Niestety z biegiem czasu coraz więcej zabraniam i nie umiem znaleźć innej metody. Ale mimo to moje dziewczyny biegają z nożyczkami w rękach. Czasem są to nożyczki dla dzieci z zaokrąglonymi końcówkami, czasem zupełnie zwyczajne nożyczki dla dorosłych. Gdy niedawno zastałam moją obecnie 3,5-letnią córkę skaczącą z komody na wyciągnięty uprzednio z kąta materac, ucieszyłam się, że nie zrzuciła stojącego na komodzie kwiatka.
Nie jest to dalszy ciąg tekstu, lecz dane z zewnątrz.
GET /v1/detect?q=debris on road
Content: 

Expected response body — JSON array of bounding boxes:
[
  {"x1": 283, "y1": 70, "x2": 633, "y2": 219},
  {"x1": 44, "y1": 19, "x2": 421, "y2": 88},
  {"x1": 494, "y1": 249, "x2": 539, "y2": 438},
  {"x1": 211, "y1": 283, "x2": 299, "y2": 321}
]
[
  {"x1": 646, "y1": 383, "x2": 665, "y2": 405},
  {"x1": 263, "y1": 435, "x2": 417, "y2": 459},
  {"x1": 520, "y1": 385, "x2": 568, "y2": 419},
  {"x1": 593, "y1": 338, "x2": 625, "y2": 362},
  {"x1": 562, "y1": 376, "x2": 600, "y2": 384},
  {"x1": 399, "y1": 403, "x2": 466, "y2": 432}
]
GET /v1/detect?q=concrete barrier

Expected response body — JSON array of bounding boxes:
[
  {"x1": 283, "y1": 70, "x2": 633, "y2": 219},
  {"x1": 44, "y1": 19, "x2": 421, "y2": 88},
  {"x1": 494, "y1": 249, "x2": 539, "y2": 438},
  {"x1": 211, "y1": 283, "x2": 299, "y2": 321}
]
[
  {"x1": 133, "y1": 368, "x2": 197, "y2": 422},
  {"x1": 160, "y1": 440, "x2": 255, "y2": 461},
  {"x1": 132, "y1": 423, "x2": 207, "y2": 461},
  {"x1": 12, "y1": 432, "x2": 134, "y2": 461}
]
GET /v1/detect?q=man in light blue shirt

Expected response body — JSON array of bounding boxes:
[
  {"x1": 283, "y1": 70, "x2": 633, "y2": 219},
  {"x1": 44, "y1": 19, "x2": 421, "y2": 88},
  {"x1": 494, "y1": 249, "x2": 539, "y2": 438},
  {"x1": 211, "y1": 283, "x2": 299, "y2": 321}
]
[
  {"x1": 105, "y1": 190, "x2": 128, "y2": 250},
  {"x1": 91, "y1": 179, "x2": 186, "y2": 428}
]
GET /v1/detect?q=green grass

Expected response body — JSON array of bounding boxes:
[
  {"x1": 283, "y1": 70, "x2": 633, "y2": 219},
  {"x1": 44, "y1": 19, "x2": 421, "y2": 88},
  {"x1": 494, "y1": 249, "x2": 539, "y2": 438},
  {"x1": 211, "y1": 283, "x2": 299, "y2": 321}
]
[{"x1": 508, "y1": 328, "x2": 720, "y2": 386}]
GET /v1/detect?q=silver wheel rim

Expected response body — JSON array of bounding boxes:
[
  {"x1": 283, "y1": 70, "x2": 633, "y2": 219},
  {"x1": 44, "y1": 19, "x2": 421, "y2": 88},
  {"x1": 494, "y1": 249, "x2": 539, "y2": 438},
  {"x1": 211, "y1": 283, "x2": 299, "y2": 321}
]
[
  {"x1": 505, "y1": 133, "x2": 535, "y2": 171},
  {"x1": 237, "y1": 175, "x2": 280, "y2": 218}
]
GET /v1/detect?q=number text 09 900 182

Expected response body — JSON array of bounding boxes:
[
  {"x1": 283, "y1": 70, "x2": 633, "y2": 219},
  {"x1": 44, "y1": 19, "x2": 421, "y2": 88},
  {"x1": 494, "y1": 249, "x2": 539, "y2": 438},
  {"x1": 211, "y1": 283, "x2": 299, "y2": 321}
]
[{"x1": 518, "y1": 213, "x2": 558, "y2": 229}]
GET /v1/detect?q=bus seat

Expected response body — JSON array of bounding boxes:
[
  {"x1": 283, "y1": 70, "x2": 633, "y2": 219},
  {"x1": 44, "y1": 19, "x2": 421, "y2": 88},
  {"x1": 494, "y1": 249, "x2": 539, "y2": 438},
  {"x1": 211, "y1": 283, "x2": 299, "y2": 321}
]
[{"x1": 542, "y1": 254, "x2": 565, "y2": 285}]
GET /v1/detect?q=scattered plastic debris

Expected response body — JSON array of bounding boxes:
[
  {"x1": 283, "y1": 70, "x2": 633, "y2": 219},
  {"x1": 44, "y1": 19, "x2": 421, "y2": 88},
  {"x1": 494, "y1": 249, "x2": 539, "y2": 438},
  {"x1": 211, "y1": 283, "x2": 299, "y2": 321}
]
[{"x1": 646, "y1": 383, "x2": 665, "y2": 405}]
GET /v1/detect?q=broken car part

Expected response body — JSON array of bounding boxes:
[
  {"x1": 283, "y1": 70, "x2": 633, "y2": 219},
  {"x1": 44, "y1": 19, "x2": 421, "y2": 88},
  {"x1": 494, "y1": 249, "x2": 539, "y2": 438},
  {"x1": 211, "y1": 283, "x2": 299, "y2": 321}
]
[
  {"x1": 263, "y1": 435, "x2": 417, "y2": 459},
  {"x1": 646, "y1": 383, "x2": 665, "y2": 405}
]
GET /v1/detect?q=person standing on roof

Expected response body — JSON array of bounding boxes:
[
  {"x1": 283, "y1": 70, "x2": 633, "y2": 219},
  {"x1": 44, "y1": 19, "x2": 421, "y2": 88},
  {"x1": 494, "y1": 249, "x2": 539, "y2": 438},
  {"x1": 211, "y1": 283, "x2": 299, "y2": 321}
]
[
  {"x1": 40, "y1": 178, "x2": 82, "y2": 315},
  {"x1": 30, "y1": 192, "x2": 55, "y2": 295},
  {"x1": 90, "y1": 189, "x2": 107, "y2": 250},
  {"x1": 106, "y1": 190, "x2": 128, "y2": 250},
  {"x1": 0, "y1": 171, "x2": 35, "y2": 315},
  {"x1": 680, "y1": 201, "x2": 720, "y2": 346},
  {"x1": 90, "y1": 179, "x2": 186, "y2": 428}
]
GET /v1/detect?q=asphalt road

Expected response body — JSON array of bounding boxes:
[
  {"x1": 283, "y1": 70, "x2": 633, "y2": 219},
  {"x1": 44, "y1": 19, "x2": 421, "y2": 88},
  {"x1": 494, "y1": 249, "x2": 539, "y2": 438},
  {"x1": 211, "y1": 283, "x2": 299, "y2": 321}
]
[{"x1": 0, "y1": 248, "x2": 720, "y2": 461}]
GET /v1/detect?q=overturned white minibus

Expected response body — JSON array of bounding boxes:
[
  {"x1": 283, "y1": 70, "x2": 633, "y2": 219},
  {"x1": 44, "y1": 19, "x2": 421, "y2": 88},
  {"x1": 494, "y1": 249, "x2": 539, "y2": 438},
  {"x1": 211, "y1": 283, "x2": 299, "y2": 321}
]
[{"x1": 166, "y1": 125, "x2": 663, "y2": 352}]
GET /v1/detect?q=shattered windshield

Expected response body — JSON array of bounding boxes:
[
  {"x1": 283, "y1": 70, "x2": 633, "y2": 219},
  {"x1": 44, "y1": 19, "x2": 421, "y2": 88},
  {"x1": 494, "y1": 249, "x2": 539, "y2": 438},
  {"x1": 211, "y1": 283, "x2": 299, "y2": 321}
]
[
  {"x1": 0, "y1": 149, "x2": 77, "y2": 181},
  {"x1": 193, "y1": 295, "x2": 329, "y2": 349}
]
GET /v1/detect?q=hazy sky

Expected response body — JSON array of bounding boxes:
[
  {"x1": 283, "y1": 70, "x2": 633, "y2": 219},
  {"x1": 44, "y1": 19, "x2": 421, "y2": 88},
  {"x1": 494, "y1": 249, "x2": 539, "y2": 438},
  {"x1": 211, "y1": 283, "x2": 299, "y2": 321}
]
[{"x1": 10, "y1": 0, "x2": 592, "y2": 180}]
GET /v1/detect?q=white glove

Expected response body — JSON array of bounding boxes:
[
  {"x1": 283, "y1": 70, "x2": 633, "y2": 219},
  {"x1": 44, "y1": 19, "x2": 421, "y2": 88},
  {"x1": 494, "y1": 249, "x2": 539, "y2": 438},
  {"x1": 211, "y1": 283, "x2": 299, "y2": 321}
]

Nie martwiłam się o nią, bo wiedziałam, że nic sobie poważnego nie zrobi.
Żeby zrozumieć, co oznacza gorąco-zimno, daleko-blisko, wysoko-nisko, stabilnie-chwiejnie itp., dziecko musi zebrać odpowiednią porcję doświadczeń. Pamiętam, jak moja starsza córka w wieku 8 miesięcy wyciągała rączkę próbując dotknąć oddalonego o jakieś 3 metry gołębia. Nie rozumiała pojęcia odległości, ponieważ jeszcze wtedy nie raczkowała. Nie jest to coś, co jesteśmy w stanie wytłumaczyć, a im więcej tłumaczymy i im więcej przy tym zabraniamy, tym mniej nam dzieci wierzą.
Myślę, że to noszenie dziecka wszędzie ze sobą jest również bardzo ważnym elementem wspierania samodzielności. Bo w ramionach opiekuna niemowlę już od początku życia zbiera doświadczenia. Dziecko, które najpierw jest często wnoszone i znoszone ze schodów w chuście, dzięki czemu czuje sposób poruszania się osoby dorosłej, i które później może po tych schodach raczkować, prawdopodobnie z nich nie spadnie, gdy będzie miało 2 czy 3 lata. Dziecko, które w ramionach ojca czuje żar bijący od kominka i widzi, jak ojciec dokłada do ognia, będzie się ostrożniej z ogniem obchodziło.
Moje przemyślenia okazały się nie całkiem nowe. Pisząc tekst, natknęłam się na cytat z „Pism wybranych” Janusza Korczaka: „Gorąca, rozumna, zrównoważona miłość matki do dziecka musi dać mu prawo do przedwczesnej śmierci". I dalej: "Im bardziej przeraża matkę sfer zamożnych myśl o możliwej śmierci dziecka, tym mniej znajduje ono warunków, by stać się bodaj tylko pomyślnie rozwiniętym fizycznie i jako tako samodzielnym duchowo człowiekiem... Drzwi - przyciśnie palec, okno - wychyli się i wypadnie, pestka - udławi się, krzesło - przewróci na siebie, nóż - skaleczy, patyk - oko wybije, podniosło z ziemi pudełko - zarazi się, zapałka - pożar, pali się". I jeszcze: "W obawie, by śmierć nie wydarła dziecka, wydzieramy dziecko życiu; nie chcąc, by umarło, nie pozwalamy żyć".
Bądźmy więc blisko. I pozwólmy żyć. Pozwólmy wąchać, smakować, patrzeć, słuchać, dotykać, badać, sprawdzać, doświadczać. Odczuwać radość i ból.